The strongest recommendation is therefore not simply “use a YubiKey”, but rather: Where possible, use FIDO2/WebAuthn with hardware security keys.

Die MFA-Frage ist auch eine Vertrauensfrage

First perform threat modelling, then select MFA methods

Before selecting tools, organisations should first develop their MFA concept based on risk. Useful guiding questions include:

Can a second factor be intercepted?
Can malware steal a secret?
Can a user be manipulated into approving requests?
What happens when physical items are lost?
Is the recovery process stronger than potential attackers?

The last point in particular is often underestimated.
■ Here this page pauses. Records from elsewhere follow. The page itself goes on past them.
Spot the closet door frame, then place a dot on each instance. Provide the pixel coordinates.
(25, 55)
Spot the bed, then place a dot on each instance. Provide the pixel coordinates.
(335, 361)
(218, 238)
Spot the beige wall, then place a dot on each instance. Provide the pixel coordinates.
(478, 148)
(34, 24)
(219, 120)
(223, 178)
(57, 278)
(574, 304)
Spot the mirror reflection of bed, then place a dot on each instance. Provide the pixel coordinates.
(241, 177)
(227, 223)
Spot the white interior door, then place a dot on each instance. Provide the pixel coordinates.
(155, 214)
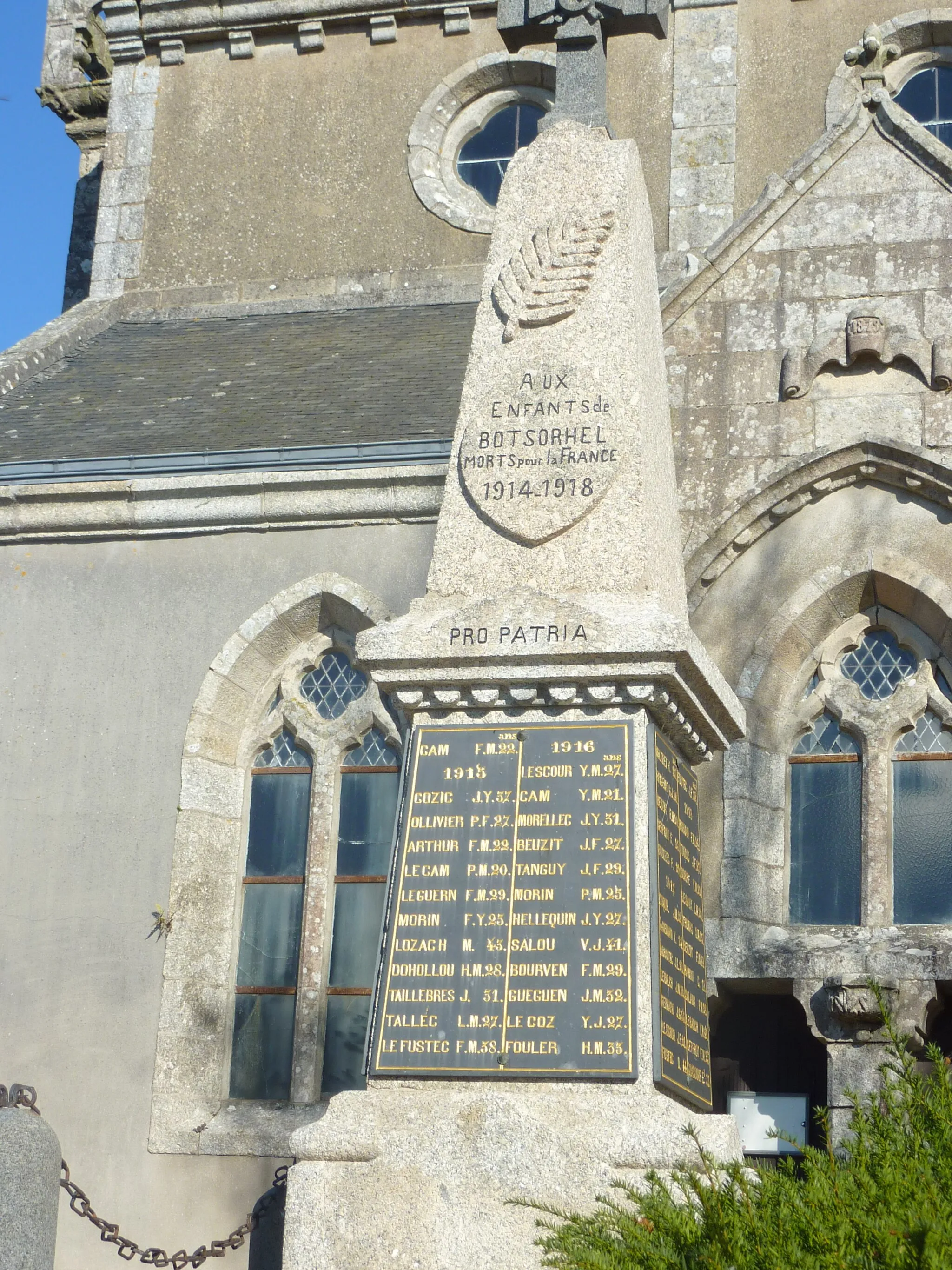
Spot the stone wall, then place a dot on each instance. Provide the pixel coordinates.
(289, 167)
(107, 648)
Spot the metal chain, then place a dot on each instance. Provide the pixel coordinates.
(26, 1097)
(129, 1250)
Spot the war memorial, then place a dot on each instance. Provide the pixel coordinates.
(478, 633)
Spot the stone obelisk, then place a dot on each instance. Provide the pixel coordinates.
(555, 598)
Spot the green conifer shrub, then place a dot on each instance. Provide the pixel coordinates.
(881, 1201)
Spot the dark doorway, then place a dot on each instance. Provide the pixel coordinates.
(765, 1044)
(940, 1028)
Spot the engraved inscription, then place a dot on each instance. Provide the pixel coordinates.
(542, 454)
(683, 1044)
(549, 277)
(525, 959)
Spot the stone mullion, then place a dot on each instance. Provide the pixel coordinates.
(878, 833)
(311, 1014)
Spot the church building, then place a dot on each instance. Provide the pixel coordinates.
(221, 472)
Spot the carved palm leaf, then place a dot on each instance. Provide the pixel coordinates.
(553, 271)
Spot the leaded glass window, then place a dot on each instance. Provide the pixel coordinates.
(928, 98)
(826, 779)
(333, 685)
(370, 785)
(922, 824)
(271, 923)
(879, 666)
(484, 159)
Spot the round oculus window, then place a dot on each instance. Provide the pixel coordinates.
(469, 130)
(484, 159)
(928, 98)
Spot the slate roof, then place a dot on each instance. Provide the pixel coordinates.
(318, 379)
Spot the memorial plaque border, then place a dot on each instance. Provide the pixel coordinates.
(503, 1074)
(661, 1076)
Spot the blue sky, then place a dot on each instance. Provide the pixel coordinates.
(39, 171)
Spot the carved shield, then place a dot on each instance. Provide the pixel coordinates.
(544, 456)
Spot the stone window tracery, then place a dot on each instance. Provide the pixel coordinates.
(284, 725)
(270, 977)
(826, 786)
(370, 786)
(271, 923)
(870, 791)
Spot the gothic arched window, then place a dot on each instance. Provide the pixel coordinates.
(922, 824)
(272, 899)
(282, 890)
(370, 784)
(826, 786)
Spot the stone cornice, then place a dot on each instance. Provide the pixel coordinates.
(140, 27)
(220, 503)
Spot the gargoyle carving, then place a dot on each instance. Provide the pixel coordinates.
(865, 336)
(853, 1003)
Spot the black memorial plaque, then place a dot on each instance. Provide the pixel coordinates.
(678, 965)
(509, 926)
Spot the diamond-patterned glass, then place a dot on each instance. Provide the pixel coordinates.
(879, 666)
(333, 685)
(374, 751)
(284, 752)
(827, 737)
(928, 737)
(942, 682)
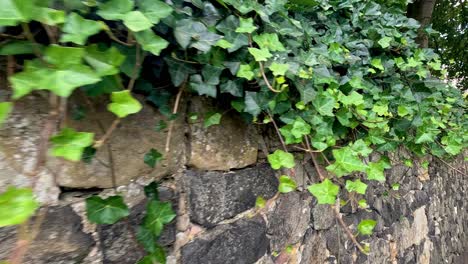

An MFA solution is only as strong as its weakest recovery or fallback path. If a lost hardware token can be replaced through a weak helpdesk process by the wrong person, the technical strength of the token becomes irrelevant.

Practical decision-making guidelines

Not every user type requires the same MFA strength. A sensible matrix could look like this:

For regular employees, approved authenticator apps or platform passkeys may be sufficient, provided that risk analysis and application requirements support this choice.
For privileged accounts and developers with production access, FIDO2-compatible hardware tokens may be mandatory.
For finance, HR, legal, and executive roles, hardware tokens should be considered because these positions are particularly attractive targets for attackers.

The basic rule is: The strength of the selected MFA method must match the risk profile of the user type.

What organisations should do in practice

Organisations should gradually move away from SMS and other simple push-approval mechanisms.

Where possible, phishing-resistant MFA should be preferred. Adoption should begin with the highest-risk user groups: privileged administrators, users with production access, and critical business functions.

Hardware tokens should be issued in pairs: one primary token and one securely stored backup token. Otherwise, work may not be able to continue efficiently in the event of loss. In addition, loss, replacement, and recovery processes must be documented and reviewed regularly.

TOTP can still play a role, particularly for legacy systems or fallback scenarios. However, it should be regarded as not phishing-resistant.

Conclusion: Hardware tokens are highly secure – but not always the best answer for every use case

Hardware tokens are particularly suitable when high security, privileged access, and phishing-resistant authentication are required. In combination with FIDO2/WebAuthn, they provide significantly stronger protection than traditional OTP or simple push-based methods.

For standard users, smartphone-stored passkeys or well-managed authenticator applications may still offer the better balance between security, user convenience, and deployment effort.

The real question is therefore not: “Hardware or smartphone-based?” but rather: Which risks do we want to mitigate for which user groups – and which MFA method provides the appropriate level of protection?